Qatar’s emir has issued a law providing for foreign investors to own up to 49 per cent of listed Qatari companies, part of reforms to expand the stock market and develop the financial industry.
“The law stipulates that non-Qatari investors are allowed to own no more than 49 per cent of the shares of Qatari shareholding companies listed on Qatar Exchange,” the official Qatar News Agency (QNA) said on Wednesday.
Originally announced in late May, the law also lets foreigners own more than 49 per cent of a firm in special cases if they obtain approval from the Qatari cabinet.
In another market-opening step, citizens of the six-nation Gulf Cooperation Council will be treated as Qatari citizens for the purpose of owning firms listed on the Qatar Exchange. This will provide more room for non-GCC foreigners to own shares.

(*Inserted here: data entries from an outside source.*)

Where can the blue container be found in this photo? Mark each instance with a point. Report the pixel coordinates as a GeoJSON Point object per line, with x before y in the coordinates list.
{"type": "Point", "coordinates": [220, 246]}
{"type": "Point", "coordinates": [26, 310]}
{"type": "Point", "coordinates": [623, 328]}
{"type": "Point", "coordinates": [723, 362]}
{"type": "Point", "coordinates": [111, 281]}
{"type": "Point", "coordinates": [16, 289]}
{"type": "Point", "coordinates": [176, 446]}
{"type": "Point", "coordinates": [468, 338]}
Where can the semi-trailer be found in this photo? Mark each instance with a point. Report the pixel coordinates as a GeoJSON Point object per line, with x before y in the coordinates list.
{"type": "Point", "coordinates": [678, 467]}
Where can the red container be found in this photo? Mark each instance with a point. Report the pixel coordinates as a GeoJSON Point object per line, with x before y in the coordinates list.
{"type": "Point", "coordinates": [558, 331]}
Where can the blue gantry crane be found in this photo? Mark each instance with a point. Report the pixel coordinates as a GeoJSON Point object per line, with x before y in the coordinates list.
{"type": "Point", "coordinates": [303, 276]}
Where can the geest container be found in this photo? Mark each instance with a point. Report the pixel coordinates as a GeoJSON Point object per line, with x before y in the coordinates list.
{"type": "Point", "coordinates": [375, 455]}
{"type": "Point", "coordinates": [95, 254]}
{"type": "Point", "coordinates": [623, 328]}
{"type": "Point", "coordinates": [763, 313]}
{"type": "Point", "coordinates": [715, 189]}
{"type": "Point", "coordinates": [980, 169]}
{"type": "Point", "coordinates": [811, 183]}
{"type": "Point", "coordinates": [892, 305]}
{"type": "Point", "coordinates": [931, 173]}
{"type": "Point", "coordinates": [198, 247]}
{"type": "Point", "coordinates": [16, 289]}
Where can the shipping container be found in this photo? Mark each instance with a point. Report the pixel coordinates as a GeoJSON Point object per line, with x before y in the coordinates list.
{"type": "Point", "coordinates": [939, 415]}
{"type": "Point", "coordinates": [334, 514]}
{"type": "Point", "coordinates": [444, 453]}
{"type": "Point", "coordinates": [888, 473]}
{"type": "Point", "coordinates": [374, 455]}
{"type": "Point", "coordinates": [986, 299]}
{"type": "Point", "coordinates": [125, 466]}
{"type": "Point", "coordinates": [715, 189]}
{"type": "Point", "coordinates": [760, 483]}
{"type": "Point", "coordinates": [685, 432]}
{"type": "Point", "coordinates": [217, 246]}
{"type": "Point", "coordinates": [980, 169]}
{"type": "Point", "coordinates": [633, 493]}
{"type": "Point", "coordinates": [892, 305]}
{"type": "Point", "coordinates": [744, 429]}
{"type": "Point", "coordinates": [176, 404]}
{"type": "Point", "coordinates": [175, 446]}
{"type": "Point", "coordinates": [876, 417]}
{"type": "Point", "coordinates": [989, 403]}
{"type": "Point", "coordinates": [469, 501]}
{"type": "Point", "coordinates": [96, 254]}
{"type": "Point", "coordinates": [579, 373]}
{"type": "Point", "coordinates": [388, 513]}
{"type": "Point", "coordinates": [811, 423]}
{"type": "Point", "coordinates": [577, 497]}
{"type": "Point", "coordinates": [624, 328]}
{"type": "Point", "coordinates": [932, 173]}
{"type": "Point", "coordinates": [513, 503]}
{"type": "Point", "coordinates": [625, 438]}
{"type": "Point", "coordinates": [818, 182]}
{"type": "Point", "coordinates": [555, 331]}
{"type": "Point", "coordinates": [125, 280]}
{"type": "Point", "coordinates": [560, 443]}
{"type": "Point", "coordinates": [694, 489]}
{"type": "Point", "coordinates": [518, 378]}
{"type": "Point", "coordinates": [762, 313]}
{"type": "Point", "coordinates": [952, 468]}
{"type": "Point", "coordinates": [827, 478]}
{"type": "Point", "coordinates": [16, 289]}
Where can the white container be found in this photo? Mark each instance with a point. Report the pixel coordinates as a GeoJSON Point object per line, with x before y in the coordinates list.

Currently, listed Qatari firms impose ceilings on combined foreign ownership that are usually no more than 25 per cent, though some have already raised their ceilings above that level.
Al Khaliji Commercial Bank said in February, for example, that its shareholders had approved an increase in its foreign ownership ceiling to 49 percent.
It was not immediately clear from the QNA report whether all Qatari firms would now be obliged to raise their ceilings to 49 percent, or how much time they would have to do so. Officials could not be reached to clarify the issue on Wednesday.
“We have not been informed by the regulators on how this law will be implemented. We have been waiting for someone to explain since May, but so far we don’t know if it will be mandatory to raise investment to 49 per cent,” said a Western bank executive, declining to be named because of the sensitivity of the matter.
QNA said companies would need the approval of the Ministry of Economy and Commerce for increases to their foreign ownership ceilings in their articles of association. This may mean the ministry could specify ceilings below 49 per cent in some cases.
At present, foreign investment in most listed Qatari companies is not near their current ceilings, and even if investors are allowed to accumulate large stakes, it is not clear they will want to do so in a market which lacks the liquidity of bigger stock markets.
The free floats of many major Qatari firms are limited by large stakes held by the government; for example the Qatari state owns 43 per cent of Qatar National Bank, according to Thomson Reuters data.
Nevertheless, the reform may help in the long run to attract more foreign money into the Qatar Exchange, which with a capitalisation of $193 billion is the second largest bourse in the GCC, after Saudi Arabia.
Qatar’s market has risen strongly this year on the back of its upgrade in May by international index compiler MSCI to emerging market status from frontier market status. The main index, down 0.2 per cent in afternoon trade on Wednesday, is up 27 per cent year-to-date.
“It’s a step in the right direction, but it will have to be backed up by good performance from companies in order to attract foreign investment,” one wealth manager in the Gulf said of the reform.
“There should be limited impact from the law in the short term due to liquidity issues and limited numbers of shares available.”
Saudi Arabia, which has a market nearly three times the size of Qatar’s, announced last month that it would open its bourse to direct investment by foreign institutions in the first half of next year.